Sun May 14 14:24:08 EDT 2006

"Paddy" <paddy3118 at netscape.net> wrote in message
news:1147598275.868430.203300 at g10g2000cwb.googlegroups.com...
> It's difficult to switch to parsers for me even though examples like
> pyparsing seem readable, I do want to skip what I am not interested in
> rather than having to write a parser for everything. But converely,
> when something skipped does bite me - I want to be able to easily add
> it in.
>
> Are their any examples of this kind of working with parsers?
>

pyparsing offers several flavors of skipping over uninteresting text.  The
most obvious is scanString.  scanString is a generator function that scans
through the input text looking for pattern matches (multiple patterns can be
OR'ed together) - when a match is found, the matching tokens, start, and end
locations are yielded.  Here's a short example that ships with pyparsing:

from pyparsing import Word, alphas, alphanums, Literal, restOfLine,
OneOrMore, Empty

# simulate some C++ code
testData = """
#define MAX_LOCS=100
#define USERNAME = "floyd"
#define PASSWORD = "swordfish"

a = MAX_LOCS;
CORBA::initORB("xyzzy", USERNAME, PASSWORD );

"""

#################
print "Example of an extractor"
print "----------------------"

# simple grammar to match #define's
ident = Word(alphas, alphanums+"_")
macroDef = Literal("#define") + ident.setResultsName("name") + "=" +
restOfLine.setResultsName("value")
for t,s,e in macroDef.scanString( testData ):
    print t.name,":", t.value

# or a quick way to make a dictionary of the names and values
macros = dict([(t.name,t.value) for t,s,e in macroDef.scanString(testData)])
print "macros =", macros
print

--------------------
prints:
Example of an extractor
----------------------
MAX_LOCS : 100
USERNAME :  "floyd"
PASSWORD :  "swordfish"
macros = {'USERNAME': '"floyd"', 'PASSWORD': '"swordfish"', 'MAX_LOCS':
'100'}

Note that scanString worked only with the expressions we defined, and
ignored pretty much everything else.

scanString has a companion method, transformString.  transformString calls
scanString internally - the purpose is to apply any parse actions or
suppressions on the matched tokens, substitute them back in for the original
text, and then return the transformed string.  Here are two transformer
examples, one uses the macros dictionary we just created, and does simple
macro substitution; the other converts C++-namespaced references to
C-compatible global symbols (something we had to do in the early days of
CORBA):

#################
print "Examples of a transformer"
print "----------------------"

# convert C++ namespaces to mangled C-compatible names
scopedIdent = ident + OneOrMore( Literal("::").suppress() + ident )
scopedIdent.setParseAction(lambda s,l,t: "_".join(t))

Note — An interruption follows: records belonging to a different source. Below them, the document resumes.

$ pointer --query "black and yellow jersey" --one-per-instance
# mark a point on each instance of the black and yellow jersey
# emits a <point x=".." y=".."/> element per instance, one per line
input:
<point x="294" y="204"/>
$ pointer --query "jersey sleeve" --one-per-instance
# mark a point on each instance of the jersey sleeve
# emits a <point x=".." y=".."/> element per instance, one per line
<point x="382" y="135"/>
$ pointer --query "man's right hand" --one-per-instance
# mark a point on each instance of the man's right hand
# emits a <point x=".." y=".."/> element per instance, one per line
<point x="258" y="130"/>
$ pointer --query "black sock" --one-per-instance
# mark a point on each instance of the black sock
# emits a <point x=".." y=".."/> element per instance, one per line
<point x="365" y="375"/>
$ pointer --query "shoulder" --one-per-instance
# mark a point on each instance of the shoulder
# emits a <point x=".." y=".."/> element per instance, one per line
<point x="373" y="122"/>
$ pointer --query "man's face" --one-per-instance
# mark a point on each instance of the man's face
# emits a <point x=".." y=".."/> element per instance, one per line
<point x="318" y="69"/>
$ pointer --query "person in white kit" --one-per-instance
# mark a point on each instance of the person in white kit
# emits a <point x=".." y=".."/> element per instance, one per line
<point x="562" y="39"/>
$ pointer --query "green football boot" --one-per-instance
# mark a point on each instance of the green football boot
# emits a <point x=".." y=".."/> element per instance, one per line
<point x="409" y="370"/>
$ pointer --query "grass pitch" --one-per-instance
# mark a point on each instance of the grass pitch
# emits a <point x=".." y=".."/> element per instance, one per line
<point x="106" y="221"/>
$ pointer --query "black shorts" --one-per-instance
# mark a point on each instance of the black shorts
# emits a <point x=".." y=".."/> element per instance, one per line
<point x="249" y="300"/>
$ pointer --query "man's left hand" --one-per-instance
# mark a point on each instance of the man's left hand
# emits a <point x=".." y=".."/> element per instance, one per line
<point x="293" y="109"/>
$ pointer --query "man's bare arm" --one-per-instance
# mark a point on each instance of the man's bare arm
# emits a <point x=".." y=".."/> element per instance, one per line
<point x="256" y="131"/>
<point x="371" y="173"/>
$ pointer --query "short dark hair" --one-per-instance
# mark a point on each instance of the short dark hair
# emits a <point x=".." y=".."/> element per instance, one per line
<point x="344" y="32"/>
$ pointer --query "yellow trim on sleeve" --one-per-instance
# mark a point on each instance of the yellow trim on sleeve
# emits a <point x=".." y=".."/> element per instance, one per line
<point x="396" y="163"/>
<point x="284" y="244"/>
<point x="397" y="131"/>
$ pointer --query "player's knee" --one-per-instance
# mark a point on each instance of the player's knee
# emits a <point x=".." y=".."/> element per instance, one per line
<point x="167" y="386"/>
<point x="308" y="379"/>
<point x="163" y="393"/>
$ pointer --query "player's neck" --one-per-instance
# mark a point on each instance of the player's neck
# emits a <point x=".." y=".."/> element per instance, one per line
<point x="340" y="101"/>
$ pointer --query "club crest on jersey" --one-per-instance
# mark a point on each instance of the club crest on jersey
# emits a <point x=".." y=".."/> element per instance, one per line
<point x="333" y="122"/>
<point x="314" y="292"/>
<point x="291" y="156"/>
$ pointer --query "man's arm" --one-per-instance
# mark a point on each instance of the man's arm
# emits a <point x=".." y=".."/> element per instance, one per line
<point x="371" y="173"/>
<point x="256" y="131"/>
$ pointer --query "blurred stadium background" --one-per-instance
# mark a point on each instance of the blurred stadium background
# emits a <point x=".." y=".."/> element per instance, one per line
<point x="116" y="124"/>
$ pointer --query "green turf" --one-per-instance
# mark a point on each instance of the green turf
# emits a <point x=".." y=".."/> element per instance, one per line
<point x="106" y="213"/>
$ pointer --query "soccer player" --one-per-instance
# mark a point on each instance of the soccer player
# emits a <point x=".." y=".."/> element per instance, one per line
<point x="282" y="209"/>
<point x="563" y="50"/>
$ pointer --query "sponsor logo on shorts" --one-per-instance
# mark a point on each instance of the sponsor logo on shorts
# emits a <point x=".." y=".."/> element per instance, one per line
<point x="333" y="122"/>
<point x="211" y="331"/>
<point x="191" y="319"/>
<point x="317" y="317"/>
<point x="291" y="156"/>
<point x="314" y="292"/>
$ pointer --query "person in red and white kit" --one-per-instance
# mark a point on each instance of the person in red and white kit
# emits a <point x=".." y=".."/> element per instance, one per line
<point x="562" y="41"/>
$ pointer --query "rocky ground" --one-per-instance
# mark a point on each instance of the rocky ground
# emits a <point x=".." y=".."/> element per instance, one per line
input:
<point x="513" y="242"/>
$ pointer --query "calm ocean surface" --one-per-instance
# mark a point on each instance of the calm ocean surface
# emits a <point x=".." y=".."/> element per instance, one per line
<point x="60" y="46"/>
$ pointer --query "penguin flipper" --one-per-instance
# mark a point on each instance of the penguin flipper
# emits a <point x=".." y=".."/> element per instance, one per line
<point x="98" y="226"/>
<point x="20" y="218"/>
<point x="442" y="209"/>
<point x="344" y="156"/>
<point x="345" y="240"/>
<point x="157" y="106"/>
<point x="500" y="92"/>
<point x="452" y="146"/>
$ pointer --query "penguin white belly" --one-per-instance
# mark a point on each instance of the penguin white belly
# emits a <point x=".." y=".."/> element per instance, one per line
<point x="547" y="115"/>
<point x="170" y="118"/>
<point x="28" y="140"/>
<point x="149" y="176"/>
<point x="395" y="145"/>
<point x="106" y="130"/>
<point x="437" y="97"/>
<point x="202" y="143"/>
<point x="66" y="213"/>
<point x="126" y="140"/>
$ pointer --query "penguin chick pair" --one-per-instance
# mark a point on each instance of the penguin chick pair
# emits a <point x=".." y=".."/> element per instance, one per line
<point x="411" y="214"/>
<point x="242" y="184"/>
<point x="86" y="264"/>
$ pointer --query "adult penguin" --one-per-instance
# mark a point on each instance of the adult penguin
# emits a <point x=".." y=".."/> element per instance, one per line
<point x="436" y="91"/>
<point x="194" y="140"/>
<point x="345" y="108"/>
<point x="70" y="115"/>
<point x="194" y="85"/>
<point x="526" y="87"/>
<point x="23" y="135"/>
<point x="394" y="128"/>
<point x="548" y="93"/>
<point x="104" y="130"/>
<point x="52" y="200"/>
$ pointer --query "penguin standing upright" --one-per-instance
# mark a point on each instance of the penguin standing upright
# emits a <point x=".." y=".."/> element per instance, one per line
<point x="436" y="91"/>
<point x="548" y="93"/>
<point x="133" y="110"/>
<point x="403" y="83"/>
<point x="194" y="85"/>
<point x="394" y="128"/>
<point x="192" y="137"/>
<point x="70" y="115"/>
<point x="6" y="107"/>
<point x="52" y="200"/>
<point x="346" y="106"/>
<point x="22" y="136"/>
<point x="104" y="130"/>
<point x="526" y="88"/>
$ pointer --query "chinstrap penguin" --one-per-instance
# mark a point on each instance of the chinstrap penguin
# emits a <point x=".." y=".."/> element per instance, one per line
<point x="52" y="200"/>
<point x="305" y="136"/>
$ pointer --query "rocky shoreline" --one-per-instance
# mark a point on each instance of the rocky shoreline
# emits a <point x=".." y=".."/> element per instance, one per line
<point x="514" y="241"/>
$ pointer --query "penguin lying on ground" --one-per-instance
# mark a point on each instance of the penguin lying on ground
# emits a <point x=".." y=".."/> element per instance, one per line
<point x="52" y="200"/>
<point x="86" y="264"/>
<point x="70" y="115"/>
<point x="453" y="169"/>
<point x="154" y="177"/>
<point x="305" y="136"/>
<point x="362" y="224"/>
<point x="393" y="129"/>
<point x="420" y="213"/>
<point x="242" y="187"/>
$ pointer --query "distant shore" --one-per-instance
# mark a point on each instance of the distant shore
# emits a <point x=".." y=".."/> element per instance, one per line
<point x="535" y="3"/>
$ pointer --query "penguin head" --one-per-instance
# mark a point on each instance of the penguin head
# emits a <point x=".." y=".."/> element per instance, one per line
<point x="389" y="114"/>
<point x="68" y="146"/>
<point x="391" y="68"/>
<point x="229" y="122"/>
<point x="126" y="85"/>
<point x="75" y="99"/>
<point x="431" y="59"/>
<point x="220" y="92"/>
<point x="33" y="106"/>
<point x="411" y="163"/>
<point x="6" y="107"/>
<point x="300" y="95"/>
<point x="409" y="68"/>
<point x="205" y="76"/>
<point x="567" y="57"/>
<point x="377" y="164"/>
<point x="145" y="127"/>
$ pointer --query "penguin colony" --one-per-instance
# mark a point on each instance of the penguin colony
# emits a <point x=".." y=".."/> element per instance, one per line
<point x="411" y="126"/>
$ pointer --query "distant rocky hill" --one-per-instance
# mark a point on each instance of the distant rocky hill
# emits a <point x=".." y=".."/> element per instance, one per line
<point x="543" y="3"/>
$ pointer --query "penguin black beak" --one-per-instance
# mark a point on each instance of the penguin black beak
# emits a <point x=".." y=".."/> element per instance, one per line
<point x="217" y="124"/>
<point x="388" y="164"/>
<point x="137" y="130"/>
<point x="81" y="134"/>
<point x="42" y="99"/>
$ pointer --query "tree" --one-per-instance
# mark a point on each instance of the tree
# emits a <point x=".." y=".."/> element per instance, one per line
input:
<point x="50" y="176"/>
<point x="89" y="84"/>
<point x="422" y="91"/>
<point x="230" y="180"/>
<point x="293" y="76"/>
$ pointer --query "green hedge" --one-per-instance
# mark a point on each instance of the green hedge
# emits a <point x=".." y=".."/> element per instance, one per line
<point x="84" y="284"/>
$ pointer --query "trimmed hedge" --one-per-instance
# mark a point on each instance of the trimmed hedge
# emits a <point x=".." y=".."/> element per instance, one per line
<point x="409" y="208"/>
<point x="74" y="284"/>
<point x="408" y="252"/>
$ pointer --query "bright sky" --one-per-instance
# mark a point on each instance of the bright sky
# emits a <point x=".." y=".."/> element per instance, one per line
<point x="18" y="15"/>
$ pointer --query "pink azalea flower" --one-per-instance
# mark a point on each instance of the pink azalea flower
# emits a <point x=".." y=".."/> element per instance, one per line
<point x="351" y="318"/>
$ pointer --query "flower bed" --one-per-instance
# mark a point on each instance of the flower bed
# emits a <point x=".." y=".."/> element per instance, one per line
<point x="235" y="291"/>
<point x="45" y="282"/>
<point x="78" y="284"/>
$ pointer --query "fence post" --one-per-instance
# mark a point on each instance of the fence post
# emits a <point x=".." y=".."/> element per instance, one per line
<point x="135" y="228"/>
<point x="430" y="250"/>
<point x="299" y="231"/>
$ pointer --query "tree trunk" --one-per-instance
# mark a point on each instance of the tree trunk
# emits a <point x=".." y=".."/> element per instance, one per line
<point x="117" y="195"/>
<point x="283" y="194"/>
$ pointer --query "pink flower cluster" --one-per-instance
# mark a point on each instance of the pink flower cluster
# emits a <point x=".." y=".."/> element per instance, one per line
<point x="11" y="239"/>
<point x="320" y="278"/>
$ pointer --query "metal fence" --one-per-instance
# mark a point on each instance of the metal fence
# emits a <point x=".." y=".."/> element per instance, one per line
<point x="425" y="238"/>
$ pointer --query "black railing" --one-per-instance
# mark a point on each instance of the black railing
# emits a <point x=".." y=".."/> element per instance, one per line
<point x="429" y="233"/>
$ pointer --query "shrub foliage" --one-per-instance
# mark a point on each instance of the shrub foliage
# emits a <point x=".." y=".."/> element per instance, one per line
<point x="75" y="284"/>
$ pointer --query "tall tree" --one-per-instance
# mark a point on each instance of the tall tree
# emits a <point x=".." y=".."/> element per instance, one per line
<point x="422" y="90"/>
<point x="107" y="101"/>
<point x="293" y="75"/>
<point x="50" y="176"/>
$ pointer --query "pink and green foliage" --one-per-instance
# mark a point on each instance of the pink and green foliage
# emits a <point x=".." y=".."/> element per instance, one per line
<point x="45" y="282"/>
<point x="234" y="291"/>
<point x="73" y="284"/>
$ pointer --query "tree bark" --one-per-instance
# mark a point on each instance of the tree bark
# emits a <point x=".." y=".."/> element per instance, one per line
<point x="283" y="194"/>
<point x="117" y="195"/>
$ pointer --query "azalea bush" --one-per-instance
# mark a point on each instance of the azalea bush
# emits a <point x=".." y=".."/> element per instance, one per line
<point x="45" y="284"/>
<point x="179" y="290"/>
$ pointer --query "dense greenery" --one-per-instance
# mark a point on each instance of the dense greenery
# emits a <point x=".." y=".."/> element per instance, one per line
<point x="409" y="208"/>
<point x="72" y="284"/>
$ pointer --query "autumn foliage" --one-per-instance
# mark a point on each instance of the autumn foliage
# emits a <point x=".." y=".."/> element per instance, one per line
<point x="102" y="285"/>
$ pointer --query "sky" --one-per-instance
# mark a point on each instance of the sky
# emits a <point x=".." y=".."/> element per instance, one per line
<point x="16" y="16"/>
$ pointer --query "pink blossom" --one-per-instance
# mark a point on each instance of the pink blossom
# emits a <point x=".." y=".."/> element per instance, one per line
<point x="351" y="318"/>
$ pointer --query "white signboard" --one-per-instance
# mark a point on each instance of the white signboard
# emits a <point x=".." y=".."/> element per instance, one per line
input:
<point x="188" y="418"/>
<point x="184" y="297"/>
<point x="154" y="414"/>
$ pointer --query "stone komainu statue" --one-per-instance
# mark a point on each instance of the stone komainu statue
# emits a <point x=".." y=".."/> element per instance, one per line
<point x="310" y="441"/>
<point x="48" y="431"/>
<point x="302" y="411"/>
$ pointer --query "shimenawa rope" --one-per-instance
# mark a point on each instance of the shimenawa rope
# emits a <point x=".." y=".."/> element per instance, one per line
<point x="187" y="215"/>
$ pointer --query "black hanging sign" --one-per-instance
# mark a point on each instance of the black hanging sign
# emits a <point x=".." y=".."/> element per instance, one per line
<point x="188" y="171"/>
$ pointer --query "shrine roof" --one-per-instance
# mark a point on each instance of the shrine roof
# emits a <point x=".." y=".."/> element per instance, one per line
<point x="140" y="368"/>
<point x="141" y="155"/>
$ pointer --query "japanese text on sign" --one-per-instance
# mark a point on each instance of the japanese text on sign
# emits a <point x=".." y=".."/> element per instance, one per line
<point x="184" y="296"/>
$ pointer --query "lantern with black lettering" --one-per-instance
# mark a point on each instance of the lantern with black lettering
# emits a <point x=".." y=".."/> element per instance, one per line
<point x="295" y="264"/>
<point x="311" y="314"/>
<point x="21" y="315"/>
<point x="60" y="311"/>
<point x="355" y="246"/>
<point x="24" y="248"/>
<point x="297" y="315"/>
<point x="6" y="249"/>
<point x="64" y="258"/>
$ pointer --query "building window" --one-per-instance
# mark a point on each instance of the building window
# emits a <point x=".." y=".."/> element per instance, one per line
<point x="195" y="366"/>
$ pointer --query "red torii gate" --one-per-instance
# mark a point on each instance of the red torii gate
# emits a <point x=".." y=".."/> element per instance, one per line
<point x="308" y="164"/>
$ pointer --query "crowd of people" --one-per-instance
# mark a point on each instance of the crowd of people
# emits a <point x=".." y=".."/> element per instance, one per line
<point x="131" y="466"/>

print "(replace namespace-scoped names with C-compatible names)"
print scopedIdent.transformString( testData )

# or a crude pre-processor (use parse actions to replace matching text)
def substituteMacro(s,l,t):
    if t[0] in macros:
        return macros[t[0]]
ident.setParseAction( substituteMacro )
ident.ignore(macroDef)

print "(simulate #define pre-processor)"
print ident.transformString( testData )

--------------------------
prints:
Examples of a transformer
----------------------
(replace namespace-scoped names with C-compatible names)

#define MAX_LOCS=100
#define USERNAME = "floyd"
#define PASSWORD = "swordfish"

a = MAX_LOCS;
CORBA_initORB("xyzzy", USERNAME, PASSWORD );

(simulate #define pre-processor)

#define MAX_LOCS=100
#define USERNAME = "floyd"
#define PASSWORD = "swordfish"

a = 100;
CORBA::initORB("xyzzy", "floyd", "swordfish" );

I'd say it took me about 8 weeks to develop a complete Verilog parser using
pyparsing, so I can sympathize that you wouldn't want to write a complete
parser for it.  But the individual elements are pretty straightforward, and
can map to pyparsing expressions without much difficulty.

Lastly, pyparsing is not as fast as RE's.  But early performance problems
can often be improved through some judicious grammar tuning.  And for many
parsing applications, pyparsing is plenty fast enough.

Regards,
-- Paul